While there isn’t 100% bipartisan support for strengthening US antitrust laws to deal with big tech, Republicans and Democrats agree on the need for more robust enforcement of existing antitrust laws.
“We need personnel at these agencies who are willing to bring the difficult cases,” said Rep. Ken Buck (R-CO), speaking at a House judiciary antitrust subcommittee hearing on Tuesday looking into whether laws should be bolstered in order to better address monopoly power.
The question is particularly top of mind for lawmakers in light of an explosive story in Politico this week that included a review of the full, unredacted documents related to the Obama-era Federal Trade Commission’s January 2013 decision not to sue Google after a two-year probe into its control over online search, search advertising and its growing dominance over mobile phone software.
At the time, the FTC’s lawyers and economists came to very different conclusions based on different evidence, but the politically expedient outcome – not to sue – won out.
In attempting to determine Google’s market share, for example, FTC economists looked at Comscore data which showed that only somewhere between 10% and 20% of traffic to rival shopping and local review sites came from Google. FTC attorneys, however, looked at numbers shared by Yelp to determine that more than 90% of users who visited local review sites and between 67% and 73% of people who visited shopping sites came courtesy of Google.
Rep. David Cicilline (D-RI), chairman of the House antitrust subcommittee, expressed grave concern about the FTC’s reticence to bring antitrust cases in recent years, pointing also to its failure to block Google’s merger with DoubleClick in 2008 and AdMob in 2009.
“Google favored its own properties, suppressed actual and nascent competitors, paid billions of dollars to be the default choice for mobile search and deployed other exclusivity provisions to own the market – as one of Google’s own executives described it,” Cicilline said. “But instead of acting on this very serious threat to competition, the commission chose to do nothing.”
“We must never let this happen again,” said Cicilline, who asked acting FTC chairwoman Rebecca Slaughter what can be done to avoid this kind of inaction down the line. [It’s important to note that Slaughter was only appointed to the commission in 2018 and was not involved in the earlier 2013 Google probe.]
“Look, I wish a complaint has been filed at the time,” Slaughter said. “It’s incumbent on the FTC to bring hard cases.”
Rather than being afraid of over enforcement “we should focus on the dangers of under enforcement and inaction,” she said.
The commission brought an antitrust case of its own against Facebook in December 2020.

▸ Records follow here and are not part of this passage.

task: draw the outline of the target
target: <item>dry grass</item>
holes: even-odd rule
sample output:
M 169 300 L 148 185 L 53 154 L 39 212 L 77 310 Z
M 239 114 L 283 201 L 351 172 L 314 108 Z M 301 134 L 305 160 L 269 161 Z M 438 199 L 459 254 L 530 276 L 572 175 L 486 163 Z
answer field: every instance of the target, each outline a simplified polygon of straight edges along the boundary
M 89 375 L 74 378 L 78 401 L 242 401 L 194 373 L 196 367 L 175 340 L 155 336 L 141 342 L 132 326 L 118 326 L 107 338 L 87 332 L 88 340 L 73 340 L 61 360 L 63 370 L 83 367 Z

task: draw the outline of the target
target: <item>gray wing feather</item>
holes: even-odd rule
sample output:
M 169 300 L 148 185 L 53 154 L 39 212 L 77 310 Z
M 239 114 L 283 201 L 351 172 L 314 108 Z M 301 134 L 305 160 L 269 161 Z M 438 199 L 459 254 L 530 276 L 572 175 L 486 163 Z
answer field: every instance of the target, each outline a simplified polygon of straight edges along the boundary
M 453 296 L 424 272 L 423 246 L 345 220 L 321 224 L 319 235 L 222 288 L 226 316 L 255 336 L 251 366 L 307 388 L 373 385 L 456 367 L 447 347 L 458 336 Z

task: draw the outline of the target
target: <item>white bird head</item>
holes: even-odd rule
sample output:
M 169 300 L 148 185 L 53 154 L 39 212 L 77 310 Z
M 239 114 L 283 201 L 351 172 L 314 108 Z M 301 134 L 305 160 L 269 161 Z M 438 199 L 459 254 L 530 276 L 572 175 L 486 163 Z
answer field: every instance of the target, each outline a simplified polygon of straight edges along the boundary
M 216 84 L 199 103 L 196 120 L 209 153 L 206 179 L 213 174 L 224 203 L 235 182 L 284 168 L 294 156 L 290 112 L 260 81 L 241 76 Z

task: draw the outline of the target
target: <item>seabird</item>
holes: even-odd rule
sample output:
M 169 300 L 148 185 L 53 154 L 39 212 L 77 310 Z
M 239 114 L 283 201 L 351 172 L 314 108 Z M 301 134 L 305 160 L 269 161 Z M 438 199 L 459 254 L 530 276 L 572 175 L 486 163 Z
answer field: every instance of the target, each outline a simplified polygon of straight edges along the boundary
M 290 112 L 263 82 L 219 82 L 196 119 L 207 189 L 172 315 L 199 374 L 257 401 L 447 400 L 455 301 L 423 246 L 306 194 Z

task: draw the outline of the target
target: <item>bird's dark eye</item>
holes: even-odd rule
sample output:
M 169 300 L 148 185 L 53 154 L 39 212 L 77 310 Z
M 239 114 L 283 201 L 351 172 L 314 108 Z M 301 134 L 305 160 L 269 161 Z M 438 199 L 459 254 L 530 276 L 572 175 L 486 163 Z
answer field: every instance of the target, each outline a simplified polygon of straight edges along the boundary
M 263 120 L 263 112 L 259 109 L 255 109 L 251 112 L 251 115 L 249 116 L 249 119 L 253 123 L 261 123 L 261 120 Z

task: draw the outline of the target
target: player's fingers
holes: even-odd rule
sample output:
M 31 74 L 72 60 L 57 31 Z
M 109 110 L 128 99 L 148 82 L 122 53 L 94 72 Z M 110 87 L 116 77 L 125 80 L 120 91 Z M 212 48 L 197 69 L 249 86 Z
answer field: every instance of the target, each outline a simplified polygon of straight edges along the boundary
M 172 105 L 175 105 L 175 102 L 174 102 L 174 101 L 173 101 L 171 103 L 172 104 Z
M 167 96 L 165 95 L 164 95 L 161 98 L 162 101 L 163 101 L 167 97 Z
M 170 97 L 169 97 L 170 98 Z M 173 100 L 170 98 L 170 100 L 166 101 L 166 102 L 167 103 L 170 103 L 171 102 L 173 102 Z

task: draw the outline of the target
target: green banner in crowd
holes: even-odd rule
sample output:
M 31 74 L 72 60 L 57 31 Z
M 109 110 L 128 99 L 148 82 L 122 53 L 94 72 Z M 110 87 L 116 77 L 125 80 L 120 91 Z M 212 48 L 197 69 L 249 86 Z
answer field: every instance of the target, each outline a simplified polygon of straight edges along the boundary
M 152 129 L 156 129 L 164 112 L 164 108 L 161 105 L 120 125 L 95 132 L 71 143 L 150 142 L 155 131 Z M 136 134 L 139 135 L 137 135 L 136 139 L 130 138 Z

But there is a school of thought in antitrust enforcement that believes it’s better to hold back rather than be too aggressive and block a merger which later turns out to have been inoffensive.

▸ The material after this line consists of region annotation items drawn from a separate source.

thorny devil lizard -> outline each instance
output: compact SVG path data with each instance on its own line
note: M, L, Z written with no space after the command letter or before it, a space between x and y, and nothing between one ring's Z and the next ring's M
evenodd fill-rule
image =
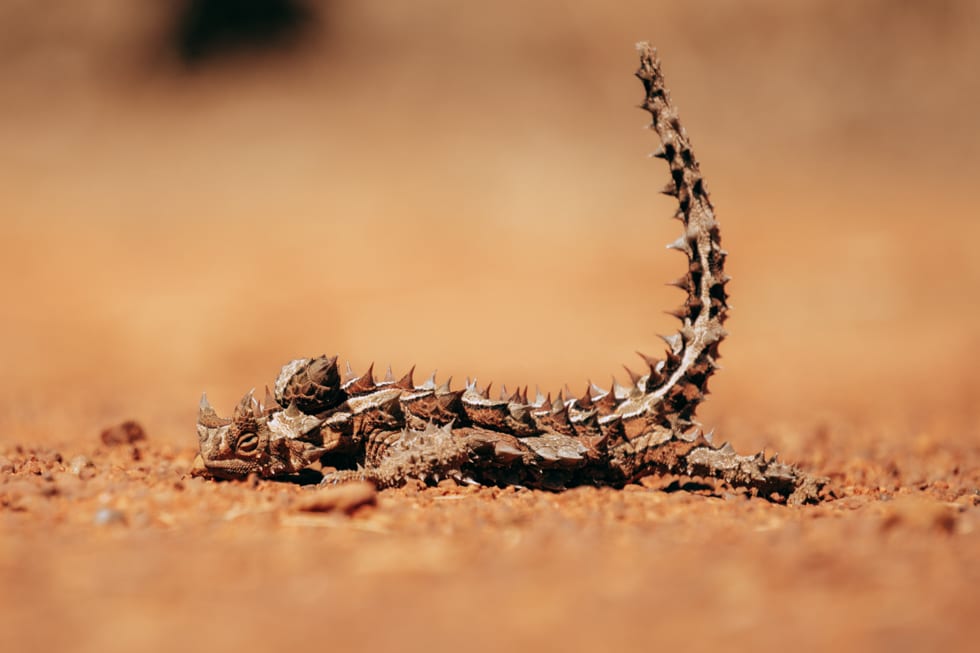
M683 252L687 293L674 312L664 359L643 356L649 371L606 391L590 384L581 399L527 397L527 388L492 398L489 386L453 390L434 375L415 385L412 371L376 381L372 369L342 377L337 357L287 363L266 398L249 392L230 419L202 397L195 473L218 478L295 474L320 463L323 483L355 479L378 487L441 479L559 490L621 486L660 474L713 479L773 501L816 502L826 483L766 459L716 445L694 412L716 369L728 311L718 223L687 133L664 87L657 51L637 46L646 97L660 137L654 156L670 166L663 193L677 198L684 233L668 247Z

Slaughter doesn’t adhere to that philosophy.
“I believe the FTC must push antitrust law forward through bold agency action,” she said. “Specifically, that means prioritizing deterrence and using the full range of the FTC’s authorities to stop unfair methods of competition.”
The FTC already has tools to accomplish this, including the ability to activate its rulemaking authority to prohibit anticompetitive conduct that is difficult to litigate on a case-by-case basis.
But there is also a growing call to revamp US antitrust law.
Sen. Amy Klobuchar (D-MN), who leads the Senate’s top antitrust subcommittee, introduced a sweeping new antitrust bill in February that would raise the bar on approval for corporate mergers and give law enforcers more resources to take competition cases to court.
It’ll also be interesting to see how the makeup of the FTC shakes out with a Democrat majority.
Current commissioners including acting chairwoman Slaughter and Republican appointees Noah Phillips and Christine Wilson. The other Democrat on the commission, Rohit Chopra, will likely exit the FTC shortly to take on the director role at the Consumer Financial Protection Bureau. President Biden has nominated big tech foe Lina Khan as a commissioner to take what will be one of two open seats when Chopra moves over the CFPB – leaving one more open slot that has yet to be filled.